The more things change

One of the challenges for me was how to write to a shrinking yet increasingly disparate farm audience.  More pages were dedicated to the technological innovations sweeping agriculture, but Prairie Farmer still took time to celebrate the joys of rural life.

 I launched the Favorite Farm Dog contest, sharing reader photos and stories of what made farm dogs special.

We also created Cultivating Master Farmers, a farmer-mentoring program matching young farmers and Master Farmers who shared successful business strategies and how to deal with challenges, while living decently and honorably.

Another change was with the Farm Progress Show, when Decatur became its permanent home in 2005. Gone were the good old days when tent cities sprang up overnight in different farm fields in Illinois, Iowa or Indiana. Building permanent show sites in Macon County and Boone County, Iowa, made for a more streamlined event, with fewer organizational headaches. But with progress came the loss of the unique flavor of those old shows and the excitement it brought to different host farms each year.

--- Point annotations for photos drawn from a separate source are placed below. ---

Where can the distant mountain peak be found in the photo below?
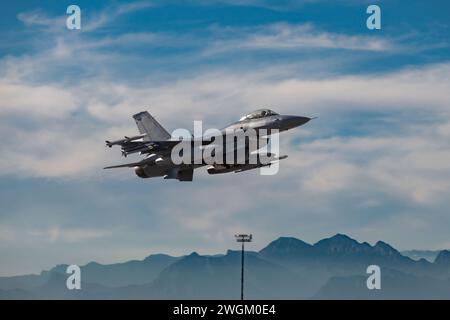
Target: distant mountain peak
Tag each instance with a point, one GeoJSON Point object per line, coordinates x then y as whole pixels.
{"type": "Point", "coordinates": [341, 244]}
{"type": "Point", "coordinates": [284, 246]}
{"type": "Point", "coordinates": [385, 249]}
{"type": "Point", "coordinates": [443, 258]}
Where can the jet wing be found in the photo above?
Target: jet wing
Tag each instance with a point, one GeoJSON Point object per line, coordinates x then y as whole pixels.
{"type": "Point", "coordinates": [129, 146]}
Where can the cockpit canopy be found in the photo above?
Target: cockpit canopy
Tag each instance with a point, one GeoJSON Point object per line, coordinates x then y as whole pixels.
{"type": "Point", "coordinates": [261, 113]}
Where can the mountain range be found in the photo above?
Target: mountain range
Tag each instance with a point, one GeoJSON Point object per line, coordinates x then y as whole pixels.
{"type": "Point", "coordinates": [287, 268]}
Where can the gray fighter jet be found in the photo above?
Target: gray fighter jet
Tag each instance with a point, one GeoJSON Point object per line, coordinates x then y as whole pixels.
{"type": "Point", "coordinates": [157, 144]}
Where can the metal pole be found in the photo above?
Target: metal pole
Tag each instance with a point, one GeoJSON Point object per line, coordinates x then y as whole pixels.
{"type": "Point", "coordinates": [243, 238]}
{"type": "Point", "coordinates": [242, 273]}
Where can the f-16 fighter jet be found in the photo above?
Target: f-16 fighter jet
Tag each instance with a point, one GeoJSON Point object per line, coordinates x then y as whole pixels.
{"type": "Point", "coordinates": [162, 151]}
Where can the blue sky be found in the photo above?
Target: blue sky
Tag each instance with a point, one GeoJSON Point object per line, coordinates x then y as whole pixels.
{"type": "Point", "coordinates": [374, 165]}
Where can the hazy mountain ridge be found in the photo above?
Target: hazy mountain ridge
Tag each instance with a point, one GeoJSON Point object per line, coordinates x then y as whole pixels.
{"type": "Point", "coordinates": [287, 268]}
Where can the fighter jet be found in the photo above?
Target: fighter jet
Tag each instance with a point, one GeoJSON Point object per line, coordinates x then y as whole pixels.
{"type": "Point", "coordinates": [157, 144]}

Work life at Prairie Farmer and other Farm Progress publications reflected the changing face of agriculture. As farm numbers shrank, so did Prairie’s page numbers. A succession of new owners consolidated operations and repeatedly cut the ranks of farm writers. Yet I could always find inspiration from the hardworking and resourceful farmers of Illinois. The lessons learned from Illinois farmers and Prairie Farmer remain with me today as I enjoy country life and manage Stout Horse Farm, which gives riding lessons and boards horses near Argenta.

Stout was Prairie Farmer editor from 2002-08.